Maryanne Wolf is the Director at the ‘Center for dyslexia, diverse learners and social justice, UCLA’.

In her new book – Reader, Come Home – Maryanne draws on neuroscience, literature, education, technology, and philosophy and blends historical, literary, and scientific facts with down-to-earth examples and warm anecdotes to illuminate complex ideas that culminate in a proposal for a ‘biliterate’ reading brain.

She warns that we are starting to see technology’s effect on child development and adult reading skills – and the research isn’t optimistic.

As seen in the recent pandemic, with much of the world working from home, and millions of students learning at home, developing a biliterate brain – one adapted to both digital and traditional print literacy – has never been more important.

Where reading the print medium allows for slower, more attention and time processes, the digital medium advantages fast processes and multitasking – ideal for the skimming of daily information.

Maryanne asks if youth will ever develop full literacy if they are learning on skim-encouraging screens.

Research suggests that over 80% of college educators have seen a ‘shallowing’ effect on reading comprehension by students.

The screen itself is not the problem. The distractions available on the screen lead to what researcher Linda Stone has called continuous partial attention. That in turn leads to less time allocated to abstract thought. The more time on screens, the more entrenched are associations to quick, superficial information-gathering and constant checks for new (distracting) information. The latter is the “novelty reflex”, rooted in our genes.
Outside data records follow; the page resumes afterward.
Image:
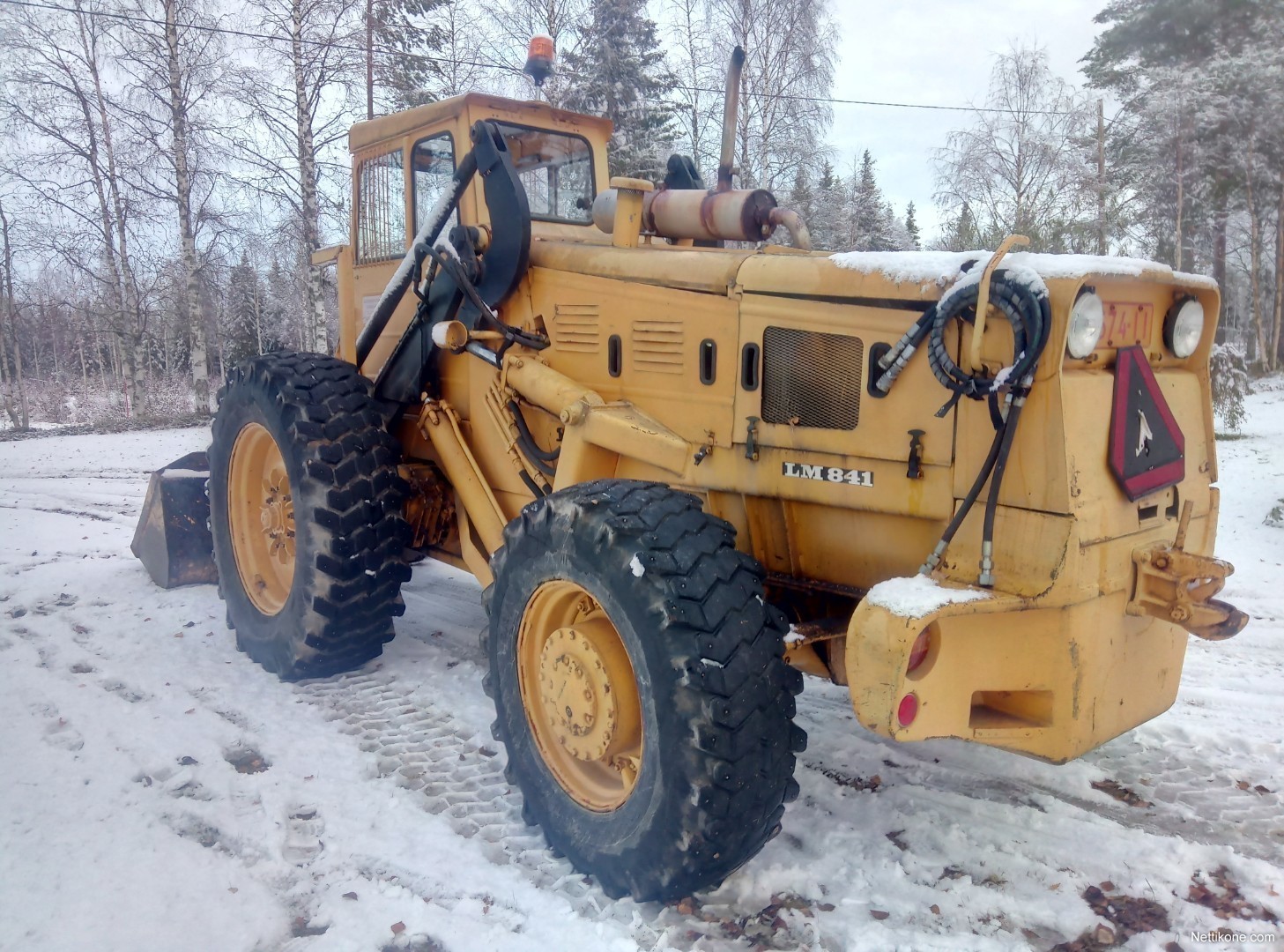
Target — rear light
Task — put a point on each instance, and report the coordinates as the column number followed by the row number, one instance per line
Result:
column 908, row 710
column 1184, row 326
column 918, row 653
column 1087, row 319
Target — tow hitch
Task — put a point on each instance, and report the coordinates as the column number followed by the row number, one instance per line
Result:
column 1175, row 586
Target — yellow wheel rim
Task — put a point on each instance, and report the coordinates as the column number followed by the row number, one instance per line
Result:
column 261, row 517
column 581, row 695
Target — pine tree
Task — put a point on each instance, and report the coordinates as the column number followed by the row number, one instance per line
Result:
column 865, row 212
column 828, row 215
column 247, row 312
column 404, row 39
column 962, row 235
column 618, row 72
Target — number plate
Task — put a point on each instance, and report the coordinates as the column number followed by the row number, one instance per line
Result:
column 828, row 474
column 1127, row 324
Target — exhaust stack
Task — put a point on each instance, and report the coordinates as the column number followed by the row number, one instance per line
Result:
column 731, row 108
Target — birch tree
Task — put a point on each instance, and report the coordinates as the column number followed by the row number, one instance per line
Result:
column 789, row 71
column 1021, row 165
column 297, row 115
column 174, row 61
column 67, row 157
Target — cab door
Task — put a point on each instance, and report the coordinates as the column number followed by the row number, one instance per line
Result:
column 395, row 189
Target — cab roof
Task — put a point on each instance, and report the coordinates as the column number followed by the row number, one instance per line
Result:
column 390, row 128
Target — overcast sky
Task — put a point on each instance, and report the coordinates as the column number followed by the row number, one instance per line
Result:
column 935, row 52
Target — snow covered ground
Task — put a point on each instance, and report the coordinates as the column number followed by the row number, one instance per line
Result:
column 160, row 792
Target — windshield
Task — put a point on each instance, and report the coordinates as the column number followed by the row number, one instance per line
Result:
column 556, row 171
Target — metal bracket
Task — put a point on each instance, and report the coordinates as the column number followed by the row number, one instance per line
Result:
column 1176, row 586
column 915, row 465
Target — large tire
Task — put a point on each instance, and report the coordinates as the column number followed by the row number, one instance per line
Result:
column 716, row 698
column 320, row 594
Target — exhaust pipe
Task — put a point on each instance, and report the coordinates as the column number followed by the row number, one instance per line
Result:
column 731, row 108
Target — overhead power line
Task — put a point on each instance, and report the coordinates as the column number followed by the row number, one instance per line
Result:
column 510, row 67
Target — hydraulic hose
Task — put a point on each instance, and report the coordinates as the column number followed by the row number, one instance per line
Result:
column 1023, row 302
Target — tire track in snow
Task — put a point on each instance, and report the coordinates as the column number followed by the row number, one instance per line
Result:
column 1191, row 800
column 427, row 750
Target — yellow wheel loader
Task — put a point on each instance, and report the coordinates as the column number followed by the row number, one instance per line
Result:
column 686, row 465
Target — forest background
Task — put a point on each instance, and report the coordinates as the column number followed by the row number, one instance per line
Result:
column 168, row 166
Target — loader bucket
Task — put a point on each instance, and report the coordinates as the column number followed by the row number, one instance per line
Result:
column 172, row 539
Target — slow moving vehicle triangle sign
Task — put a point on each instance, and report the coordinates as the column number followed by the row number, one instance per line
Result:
column 1147, row 446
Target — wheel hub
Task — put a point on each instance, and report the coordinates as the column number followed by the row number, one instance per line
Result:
column 575, row 690
column 261, row 518
column 581, row 695
column 278, row 516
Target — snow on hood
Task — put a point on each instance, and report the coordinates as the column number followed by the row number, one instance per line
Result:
column 944, row 267
column 918, row 595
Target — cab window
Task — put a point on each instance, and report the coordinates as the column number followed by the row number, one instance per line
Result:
column 382, row 208
column 433, row 170
column 556, row 171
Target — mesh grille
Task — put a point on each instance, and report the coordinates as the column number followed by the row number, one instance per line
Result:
column 575, row 328
column 811, row 379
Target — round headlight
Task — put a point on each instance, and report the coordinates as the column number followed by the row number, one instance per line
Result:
column 1087, row 319
column 1184, row 326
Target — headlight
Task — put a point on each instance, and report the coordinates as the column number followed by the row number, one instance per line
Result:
column 1184, row 326
column 1087, row 319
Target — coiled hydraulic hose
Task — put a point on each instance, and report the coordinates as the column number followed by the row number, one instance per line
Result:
column 1022, row 300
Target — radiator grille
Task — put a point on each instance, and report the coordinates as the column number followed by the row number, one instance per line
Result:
column 811, row 379
column 657, row 346
column 575, row 328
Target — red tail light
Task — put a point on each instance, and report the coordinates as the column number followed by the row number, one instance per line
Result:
column 918, row 653
column 908, row 710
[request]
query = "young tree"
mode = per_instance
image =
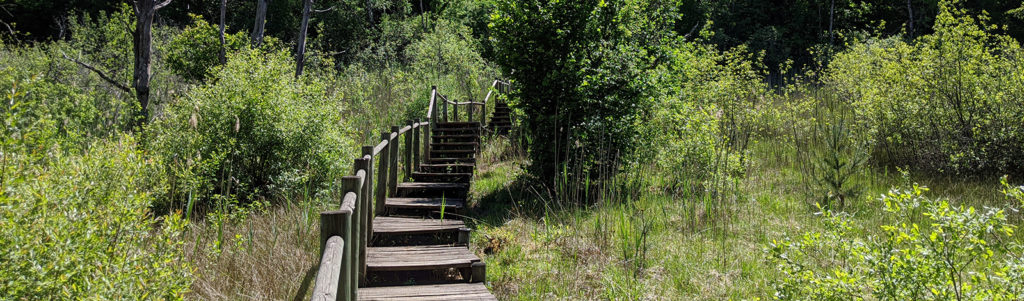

The great challenge now is to learn how to use both print and digital mediums to their best advantage for all.

“As a society we must ensure that there are always books next to our children’s digital devices. Whether the books are new or old, owned or borrowed from the library, doesn’t matter. What matters is that they are there, and that children are encouraged to read them. Furthermore, books – not digital devices – should be the only reading option in children’s bedrooms.”

Books are the places where we can suspend reality and instead explore our imagination’s more tolerable, more beautiful promise of possibility.

Maryanne concludes it is up to us to make this happen.